Home Weekly Poll: Will Private Clouds Prevail Or Do Platforms Represent the Future?

Weekly Poll: Will Private Clouds Prevail Or Do Platforms Represent the Future?

The news from Microsoft this week about its private cloud initiative points to an undeniable trend. The concept of the private cloud is here to stay.

This sticks in the craw of many a cloud computing veteran who makes the clear distinction between what is an Internet environment as opposed to an optimized data center.

Amazon CTO Werner Vogels calls the private variety “false clouds.” Vogels maintains that you can’t add cloud elements to a data center and suddenly have a cloud of your own.

In systems architecture diagrams, servers are represented by boxes and storage by containers. Above it all, the Internet is represented by a cloud. That’s how the cloud got its name. Trying to fit the Internet in a data center would be like trying to fit the universe in a small, little house. It’s a quantum impossibility.

Our view is more in line with Vogels. In our report on the future of the cloud, Mike Kirkwood wrote that it is the rich platforms that will come to define the cloud. That makes more sense for us as platforms are part of an Internet environment, connected in many ways by open APIs.

But what do you think?
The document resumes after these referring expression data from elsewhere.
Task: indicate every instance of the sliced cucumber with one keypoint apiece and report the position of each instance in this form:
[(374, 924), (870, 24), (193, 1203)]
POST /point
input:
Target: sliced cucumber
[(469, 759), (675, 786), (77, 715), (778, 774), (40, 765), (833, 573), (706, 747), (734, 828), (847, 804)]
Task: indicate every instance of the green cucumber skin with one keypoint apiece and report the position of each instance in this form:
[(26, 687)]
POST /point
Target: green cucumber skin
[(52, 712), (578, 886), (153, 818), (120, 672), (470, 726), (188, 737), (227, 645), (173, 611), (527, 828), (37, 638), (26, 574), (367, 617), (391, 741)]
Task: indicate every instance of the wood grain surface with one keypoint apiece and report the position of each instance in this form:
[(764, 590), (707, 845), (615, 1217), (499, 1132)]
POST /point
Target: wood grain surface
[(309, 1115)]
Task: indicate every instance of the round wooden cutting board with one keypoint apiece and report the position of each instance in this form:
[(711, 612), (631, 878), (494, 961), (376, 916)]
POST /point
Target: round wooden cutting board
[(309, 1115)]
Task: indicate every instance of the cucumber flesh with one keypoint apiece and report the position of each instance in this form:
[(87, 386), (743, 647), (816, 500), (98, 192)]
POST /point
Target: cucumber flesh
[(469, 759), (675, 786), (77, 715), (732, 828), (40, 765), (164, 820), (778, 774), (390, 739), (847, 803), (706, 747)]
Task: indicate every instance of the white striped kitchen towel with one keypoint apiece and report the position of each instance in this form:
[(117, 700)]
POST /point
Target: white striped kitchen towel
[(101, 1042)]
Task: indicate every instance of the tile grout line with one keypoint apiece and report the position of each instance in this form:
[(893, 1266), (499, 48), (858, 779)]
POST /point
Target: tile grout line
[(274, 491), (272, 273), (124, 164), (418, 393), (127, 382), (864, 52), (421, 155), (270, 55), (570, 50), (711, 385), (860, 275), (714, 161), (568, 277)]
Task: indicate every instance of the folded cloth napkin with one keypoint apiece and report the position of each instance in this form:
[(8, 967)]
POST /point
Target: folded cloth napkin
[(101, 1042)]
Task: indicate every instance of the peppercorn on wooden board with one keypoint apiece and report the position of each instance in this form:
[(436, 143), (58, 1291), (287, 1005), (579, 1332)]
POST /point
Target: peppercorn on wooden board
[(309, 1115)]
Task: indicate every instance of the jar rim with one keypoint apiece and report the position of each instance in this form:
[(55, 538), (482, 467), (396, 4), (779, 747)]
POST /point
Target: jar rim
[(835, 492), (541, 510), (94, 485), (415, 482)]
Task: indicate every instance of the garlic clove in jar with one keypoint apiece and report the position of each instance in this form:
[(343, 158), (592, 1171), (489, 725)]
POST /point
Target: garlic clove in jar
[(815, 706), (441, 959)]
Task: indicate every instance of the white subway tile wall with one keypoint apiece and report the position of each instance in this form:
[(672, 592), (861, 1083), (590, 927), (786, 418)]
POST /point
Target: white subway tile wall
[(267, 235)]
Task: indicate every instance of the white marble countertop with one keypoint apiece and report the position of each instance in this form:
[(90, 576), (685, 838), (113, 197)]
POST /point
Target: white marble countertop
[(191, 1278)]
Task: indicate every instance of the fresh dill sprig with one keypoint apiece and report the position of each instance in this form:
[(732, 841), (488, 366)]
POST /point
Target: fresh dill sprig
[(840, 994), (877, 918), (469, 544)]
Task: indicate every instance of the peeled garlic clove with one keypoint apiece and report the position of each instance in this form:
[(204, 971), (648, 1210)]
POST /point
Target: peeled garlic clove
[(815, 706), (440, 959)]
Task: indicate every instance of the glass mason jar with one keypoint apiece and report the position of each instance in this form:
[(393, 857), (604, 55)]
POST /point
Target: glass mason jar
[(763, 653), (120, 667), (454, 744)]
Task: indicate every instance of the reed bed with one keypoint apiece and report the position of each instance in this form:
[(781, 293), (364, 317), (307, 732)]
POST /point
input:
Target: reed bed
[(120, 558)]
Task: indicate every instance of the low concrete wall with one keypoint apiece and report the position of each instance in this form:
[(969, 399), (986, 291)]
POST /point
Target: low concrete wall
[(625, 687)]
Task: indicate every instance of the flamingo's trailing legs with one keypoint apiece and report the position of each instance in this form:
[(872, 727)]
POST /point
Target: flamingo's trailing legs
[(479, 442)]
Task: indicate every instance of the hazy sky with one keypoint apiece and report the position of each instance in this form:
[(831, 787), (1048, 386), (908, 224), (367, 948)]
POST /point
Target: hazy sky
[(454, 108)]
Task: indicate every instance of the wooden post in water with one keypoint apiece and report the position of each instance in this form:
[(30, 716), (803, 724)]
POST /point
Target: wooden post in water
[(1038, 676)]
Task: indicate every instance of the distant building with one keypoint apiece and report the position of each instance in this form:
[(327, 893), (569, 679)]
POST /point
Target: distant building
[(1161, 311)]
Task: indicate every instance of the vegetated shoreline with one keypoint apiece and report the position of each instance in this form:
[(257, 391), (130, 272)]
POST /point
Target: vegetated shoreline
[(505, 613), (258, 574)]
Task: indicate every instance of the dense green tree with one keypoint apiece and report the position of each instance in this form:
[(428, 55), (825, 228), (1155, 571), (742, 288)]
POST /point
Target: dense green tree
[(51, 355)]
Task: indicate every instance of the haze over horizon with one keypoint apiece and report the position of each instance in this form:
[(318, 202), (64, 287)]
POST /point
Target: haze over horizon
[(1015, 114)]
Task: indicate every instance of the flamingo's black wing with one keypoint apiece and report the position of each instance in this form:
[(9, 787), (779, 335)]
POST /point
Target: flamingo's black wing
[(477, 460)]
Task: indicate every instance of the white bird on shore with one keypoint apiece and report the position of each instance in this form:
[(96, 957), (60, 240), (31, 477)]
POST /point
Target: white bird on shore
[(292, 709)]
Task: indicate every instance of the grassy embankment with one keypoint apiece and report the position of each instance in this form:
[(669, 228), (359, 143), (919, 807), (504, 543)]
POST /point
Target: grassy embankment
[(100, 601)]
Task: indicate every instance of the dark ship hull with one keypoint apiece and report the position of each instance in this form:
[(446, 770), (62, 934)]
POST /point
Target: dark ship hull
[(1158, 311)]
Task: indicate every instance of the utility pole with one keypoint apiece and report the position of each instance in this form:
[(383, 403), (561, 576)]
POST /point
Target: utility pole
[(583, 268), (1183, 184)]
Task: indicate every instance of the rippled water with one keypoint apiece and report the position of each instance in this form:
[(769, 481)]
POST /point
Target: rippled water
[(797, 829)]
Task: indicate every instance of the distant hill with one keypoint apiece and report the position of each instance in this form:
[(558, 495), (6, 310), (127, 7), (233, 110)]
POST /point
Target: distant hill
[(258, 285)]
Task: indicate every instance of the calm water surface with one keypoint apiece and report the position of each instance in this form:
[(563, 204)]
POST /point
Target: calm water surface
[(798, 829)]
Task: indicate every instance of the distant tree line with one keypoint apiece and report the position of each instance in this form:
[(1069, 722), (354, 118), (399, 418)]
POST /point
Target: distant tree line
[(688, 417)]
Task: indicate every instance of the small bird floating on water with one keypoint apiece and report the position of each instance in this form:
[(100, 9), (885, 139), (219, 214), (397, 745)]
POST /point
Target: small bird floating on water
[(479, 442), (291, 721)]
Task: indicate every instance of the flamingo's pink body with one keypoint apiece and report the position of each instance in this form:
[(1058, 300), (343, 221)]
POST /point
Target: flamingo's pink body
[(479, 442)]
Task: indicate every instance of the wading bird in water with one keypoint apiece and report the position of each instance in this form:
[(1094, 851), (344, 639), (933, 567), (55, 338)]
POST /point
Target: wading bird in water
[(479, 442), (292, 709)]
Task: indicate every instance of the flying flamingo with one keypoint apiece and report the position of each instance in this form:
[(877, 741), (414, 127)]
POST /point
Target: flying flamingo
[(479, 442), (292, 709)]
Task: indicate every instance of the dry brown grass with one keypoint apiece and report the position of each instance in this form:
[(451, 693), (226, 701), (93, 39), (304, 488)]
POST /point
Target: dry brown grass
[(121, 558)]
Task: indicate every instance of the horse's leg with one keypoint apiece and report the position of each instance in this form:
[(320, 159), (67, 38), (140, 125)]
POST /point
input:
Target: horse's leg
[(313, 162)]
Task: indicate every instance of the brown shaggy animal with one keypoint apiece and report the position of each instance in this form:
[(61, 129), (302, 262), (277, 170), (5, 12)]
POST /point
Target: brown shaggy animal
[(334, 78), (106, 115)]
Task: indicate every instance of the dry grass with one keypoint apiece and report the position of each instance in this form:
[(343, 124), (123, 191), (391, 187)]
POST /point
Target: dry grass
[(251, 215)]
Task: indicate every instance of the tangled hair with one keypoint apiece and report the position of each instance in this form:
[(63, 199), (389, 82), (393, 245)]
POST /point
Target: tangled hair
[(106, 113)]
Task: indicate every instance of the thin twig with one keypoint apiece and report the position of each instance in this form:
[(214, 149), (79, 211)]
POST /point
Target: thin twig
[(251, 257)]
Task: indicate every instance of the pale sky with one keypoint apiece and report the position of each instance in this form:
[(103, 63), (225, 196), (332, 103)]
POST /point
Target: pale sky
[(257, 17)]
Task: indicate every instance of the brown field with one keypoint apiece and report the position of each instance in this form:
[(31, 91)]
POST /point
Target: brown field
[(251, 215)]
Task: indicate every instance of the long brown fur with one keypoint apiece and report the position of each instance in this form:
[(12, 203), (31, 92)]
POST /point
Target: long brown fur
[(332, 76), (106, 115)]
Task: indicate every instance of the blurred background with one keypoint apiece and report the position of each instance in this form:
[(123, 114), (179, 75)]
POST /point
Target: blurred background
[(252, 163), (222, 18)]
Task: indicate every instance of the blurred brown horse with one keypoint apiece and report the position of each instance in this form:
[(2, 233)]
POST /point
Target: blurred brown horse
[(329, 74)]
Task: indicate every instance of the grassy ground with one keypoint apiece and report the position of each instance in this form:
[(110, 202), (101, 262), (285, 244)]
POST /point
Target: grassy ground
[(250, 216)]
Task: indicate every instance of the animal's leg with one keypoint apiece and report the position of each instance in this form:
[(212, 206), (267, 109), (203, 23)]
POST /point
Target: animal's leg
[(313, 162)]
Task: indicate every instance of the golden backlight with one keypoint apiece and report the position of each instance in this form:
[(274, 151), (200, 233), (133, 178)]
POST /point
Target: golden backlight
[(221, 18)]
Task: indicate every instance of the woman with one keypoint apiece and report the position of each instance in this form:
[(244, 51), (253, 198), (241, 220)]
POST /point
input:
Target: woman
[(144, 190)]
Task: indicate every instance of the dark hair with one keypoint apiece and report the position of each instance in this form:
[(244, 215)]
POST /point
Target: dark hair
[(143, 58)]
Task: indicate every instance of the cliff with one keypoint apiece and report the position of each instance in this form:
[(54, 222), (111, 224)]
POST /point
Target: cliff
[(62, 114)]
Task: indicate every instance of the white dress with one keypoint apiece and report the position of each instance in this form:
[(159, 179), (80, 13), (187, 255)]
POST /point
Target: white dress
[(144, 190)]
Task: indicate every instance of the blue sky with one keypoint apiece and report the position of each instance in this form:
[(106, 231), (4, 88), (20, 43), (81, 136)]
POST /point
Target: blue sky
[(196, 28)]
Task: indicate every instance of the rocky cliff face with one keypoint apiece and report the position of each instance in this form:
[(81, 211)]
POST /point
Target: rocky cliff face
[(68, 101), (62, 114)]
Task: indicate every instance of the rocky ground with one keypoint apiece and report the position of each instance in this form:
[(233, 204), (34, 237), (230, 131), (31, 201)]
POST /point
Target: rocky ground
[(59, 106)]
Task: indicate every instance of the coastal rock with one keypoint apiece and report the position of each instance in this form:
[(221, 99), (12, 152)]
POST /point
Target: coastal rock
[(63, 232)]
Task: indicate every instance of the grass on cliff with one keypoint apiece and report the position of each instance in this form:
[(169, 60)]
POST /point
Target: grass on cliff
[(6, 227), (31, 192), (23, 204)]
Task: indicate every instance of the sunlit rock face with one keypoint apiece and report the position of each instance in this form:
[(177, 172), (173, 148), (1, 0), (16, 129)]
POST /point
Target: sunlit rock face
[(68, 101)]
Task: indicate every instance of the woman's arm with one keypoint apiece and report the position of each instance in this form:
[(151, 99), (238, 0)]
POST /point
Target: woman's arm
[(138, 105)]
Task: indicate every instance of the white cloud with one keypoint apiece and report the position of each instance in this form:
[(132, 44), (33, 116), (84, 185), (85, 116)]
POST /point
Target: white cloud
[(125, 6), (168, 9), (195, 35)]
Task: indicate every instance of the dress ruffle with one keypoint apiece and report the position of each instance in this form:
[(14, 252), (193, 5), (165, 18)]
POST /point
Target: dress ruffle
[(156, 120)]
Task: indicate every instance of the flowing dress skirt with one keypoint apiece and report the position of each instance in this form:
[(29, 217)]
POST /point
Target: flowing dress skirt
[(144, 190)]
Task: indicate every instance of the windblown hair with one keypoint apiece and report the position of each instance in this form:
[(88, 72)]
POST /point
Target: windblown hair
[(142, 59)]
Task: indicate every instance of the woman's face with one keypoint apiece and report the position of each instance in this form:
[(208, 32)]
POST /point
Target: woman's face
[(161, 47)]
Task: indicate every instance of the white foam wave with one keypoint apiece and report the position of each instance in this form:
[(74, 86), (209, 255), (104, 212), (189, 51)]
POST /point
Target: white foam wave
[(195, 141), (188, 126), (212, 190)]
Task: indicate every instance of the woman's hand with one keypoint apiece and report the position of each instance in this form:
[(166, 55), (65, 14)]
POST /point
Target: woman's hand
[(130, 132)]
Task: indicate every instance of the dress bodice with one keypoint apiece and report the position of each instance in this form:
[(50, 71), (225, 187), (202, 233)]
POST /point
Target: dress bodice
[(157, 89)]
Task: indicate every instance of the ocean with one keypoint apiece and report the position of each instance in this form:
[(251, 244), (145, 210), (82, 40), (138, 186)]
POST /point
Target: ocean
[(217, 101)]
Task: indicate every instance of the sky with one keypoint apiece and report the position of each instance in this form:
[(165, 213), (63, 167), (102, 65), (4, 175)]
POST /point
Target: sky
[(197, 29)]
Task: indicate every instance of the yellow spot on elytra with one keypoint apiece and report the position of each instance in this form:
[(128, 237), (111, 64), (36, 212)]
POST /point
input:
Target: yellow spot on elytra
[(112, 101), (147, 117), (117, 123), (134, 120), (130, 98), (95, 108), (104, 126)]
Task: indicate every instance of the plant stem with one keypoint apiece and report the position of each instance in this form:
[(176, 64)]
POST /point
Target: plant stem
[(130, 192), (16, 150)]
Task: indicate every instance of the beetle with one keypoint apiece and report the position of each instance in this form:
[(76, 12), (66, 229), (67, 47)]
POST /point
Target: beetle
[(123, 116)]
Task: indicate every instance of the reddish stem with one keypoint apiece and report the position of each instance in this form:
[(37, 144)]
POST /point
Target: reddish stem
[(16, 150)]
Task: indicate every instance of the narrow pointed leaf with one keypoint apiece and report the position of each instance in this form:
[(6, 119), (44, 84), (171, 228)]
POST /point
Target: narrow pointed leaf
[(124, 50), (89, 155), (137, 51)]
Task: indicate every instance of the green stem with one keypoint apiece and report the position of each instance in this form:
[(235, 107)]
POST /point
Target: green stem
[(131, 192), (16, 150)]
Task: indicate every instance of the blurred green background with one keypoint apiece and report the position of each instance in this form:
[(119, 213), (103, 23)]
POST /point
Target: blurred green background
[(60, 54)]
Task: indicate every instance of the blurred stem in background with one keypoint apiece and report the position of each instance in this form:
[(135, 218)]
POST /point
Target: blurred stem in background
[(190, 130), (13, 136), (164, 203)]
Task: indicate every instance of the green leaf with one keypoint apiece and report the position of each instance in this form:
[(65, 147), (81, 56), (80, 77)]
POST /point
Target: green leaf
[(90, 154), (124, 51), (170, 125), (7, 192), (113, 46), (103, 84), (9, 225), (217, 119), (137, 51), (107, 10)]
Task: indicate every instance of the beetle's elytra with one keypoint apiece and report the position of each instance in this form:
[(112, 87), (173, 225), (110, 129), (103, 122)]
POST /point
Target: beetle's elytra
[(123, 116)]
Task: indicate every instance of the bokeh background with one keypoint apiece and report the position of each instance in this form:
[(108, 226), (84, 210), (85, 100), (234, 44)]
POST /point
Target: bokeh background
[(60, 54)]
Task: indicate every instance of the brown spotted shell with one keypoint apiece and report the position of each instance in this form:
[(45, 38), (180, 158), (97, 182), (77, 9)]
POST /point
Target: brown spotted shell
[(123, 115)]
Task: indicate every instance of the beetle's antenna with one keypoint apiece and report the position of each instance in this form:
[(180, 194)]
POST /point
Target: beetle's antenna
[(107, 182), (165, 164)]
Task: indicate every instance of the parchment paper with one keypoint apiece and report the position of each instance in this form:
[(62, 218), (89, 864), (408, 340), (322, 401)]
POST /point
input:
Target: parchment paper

Here’s our question:


The concept of the private cloud is perceived as real, no surprise, by the players represented in the vast ecosystem that is the enterprise. You can hear their big sticks rattling as they push for private clouds.

Virtualization is important for data center efficiency. it helps customers make a transition to the public cloud.

But it is not the Internet. Private clouds still mean that the enterprise is hosting its own applications. And for a new generation, that can make it feel a bit like a college graduate of 30 years ago walking into an enterprise dominated by mainframes and green screens.

That’s not necessarily a bad thing. A private cloud is just not a modern oriented vision. To call it cloud computing is just wrong. It’s like saying I am gong to have my own, private Internet.

Still, we expect the term to be here for the long run, especially as the marketing amps up and “cloud in a box” services start popping up across the landscape.

The only thing we can hope is that these private clouds allow for data to flow into public clouds.

It is starting to feel like the concept of the cloud is at the point where the tide can go either way. Will we turn the cloud into an isolated environment or will the concepts of the Internet prevail? Those are big questions that will have defining consequences.